A Kittitas County commissioner urged staff to include a distinct recreation element in the comprehensive plan, arguing that outdoor recreation drives housing and economic activity in the Upper County.
“Recreation is a big part of the Upper County,” Commissioner Dean said, adding that recreation, parking, sanitation and transportation demands around ski areas and trailheads require specific planning. “If you took the recreation out of the Upper County, you'd have a completely different county,” Dean said.
Planning consultant Clay White and county staff responded that recreation policy will be addressed in the broader plan and in the November agenda item on parks and open space, and they noted an adopted 2021 Recreation and Tourism Plan that staff can weave into the comprehensive plan. Chad Baylor, CES director, told commissioners he had recently amended the county’s contract with the state Commerce program and one added task was a recreational element. “We ended up having to add some elements. And one of those elements was the recreational element,” Baylor said.

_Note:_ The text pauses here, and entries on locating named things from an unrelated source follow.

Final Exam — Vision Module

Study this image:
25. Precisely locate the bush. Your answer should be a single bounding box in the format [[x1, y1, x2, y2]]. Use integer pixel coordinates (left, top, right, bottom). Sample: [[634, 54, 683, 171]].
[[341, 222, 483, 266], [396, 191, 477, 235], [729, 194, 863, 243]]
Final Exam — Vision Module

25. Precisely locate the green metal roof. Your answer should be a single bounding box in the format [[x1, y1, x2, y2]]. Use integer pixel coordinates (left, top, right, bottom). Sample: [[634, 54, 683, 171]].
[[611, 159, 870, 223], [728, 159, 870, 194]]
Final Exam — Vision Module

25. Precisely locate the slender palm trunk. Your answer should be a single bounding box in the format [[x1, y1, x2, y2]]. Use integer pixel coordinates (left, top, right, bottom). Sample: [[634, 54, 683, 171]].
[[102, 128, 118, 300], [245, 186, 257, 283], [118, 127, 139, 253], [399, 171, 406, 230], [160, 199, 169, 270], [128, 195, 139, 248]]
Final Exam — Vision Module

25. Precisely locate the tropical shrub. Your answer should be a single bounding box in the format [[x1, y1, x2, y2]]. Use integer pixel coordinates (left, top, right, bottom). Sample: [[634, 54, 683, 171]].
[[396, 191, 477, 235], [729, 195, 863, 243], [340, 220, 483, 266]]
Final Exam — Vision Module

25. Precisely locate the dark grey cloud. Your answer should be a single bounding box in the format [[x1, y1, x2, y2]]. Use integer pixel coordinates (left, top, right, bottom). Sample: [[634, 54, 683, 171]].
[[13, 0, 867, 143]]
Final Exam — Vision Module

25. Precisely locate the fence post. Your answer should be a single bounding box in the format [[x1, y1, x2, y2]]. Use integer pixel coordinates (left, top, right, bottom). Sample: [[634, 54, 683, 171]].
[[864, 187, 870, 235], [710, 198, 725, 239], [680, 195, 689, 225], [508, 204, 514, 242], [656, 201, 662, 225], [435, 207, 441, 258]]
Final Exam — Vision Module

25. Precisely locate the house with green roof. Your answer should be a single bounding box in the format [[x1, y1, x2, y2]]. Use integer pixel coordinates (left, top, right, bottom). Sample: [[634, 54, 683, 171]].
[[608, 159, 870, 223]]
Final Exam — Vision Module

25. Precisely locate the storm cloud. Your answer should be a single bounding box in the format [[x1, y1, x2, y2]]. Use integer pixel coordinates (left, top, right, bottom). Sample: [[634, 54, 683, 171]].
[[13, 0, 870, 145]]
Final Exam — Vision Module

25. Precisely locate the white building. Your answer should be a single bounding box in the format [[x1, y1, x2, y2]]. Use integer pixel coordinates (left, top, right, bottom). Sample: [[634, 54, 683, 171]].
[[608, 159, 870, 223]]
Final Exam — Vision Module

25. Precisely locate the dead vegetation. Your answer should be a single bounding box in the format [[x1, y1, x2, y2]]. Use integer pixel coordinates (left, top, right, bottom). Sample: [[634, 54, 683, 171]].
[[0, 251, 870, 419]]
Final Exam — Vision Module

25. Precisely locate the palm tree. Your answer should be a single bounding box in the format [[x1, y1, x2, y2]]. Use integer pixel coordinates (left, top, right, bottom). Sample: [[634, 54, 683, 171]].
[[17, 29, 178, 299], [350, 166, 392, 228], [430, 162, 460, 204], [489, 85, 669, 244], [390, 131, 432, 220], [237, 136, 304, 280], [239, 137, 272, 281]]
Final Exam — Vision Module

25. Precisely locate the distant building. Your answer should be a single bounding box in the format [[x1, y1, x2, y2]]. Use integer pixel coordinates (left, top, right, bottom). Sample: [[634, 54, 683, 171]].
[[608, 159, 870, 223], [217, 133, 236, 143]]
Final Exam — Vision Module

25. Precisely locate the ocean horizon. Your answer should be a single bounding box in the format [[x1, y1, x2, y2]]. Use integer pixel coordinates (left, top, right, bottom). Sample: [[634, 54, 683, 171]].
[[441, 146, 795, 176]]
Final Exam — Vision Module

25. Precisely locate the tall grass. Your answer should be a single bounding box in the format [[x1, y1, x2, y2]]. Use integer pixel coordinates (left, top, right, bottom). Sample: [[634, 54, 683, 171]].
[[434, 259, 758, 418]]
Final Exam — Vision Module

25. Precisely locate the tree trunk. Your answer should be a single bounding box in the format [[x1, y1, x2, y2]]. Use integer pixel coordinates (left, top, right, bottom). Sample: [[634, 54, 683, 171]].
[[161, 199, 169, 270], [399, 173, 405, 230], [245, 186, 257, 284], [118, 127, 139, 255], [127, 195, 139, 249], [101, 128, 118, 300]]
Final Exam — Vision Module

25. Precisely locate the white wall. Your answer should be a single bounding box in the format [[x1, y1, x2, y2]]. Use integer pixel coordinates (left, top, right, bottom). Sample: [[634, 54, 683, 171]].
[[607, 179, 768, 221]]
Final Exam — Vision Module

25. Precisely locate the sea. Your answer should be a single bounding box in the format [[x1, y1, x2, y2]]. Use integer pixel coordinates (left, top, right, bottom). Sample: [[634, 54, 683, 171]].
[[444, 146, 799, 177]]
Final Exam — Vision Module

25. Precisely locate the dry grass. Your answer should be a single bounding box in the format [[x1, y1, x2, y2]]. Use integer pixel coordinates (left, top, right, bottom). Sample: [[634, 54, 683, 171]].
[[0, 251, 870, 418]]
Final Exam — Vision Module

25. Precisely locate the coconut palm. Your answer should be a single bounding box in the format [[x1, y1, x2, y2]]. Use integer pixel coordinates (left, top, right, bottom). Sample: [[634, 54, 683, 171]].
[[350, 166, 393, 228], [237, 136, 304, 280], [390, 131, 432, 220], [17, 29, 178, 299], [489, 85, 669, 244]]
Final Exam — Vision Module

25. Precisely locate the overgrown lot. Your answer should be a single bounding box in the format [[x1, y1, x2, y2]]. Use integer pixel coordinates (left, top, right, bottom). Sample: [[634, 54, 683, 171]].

Why it matters: commissioners said recreation is the primary economic driver in parts of the county (ski areas, trailheads and other outdoor recreation) and argued that the county needs policy and implementation steps for parking, toilets, trails and transportation in high‑use areas.
What staff said: staff agreed recreation is important and said they will pull policies from the 2021 plan and incorporate goals and actionable tasks into the implementation chapter. White asked commissioners who want stronger recreational policy to provide their proposed goals in writing so staff can draft responsive policy language.
Ending: Staff said they will review the 2021 Recreation and Tourism Plan, incorporate relevant goals into the comprehensive plan, and return with draft wording; commissioners asked for written input to guide staff drafting.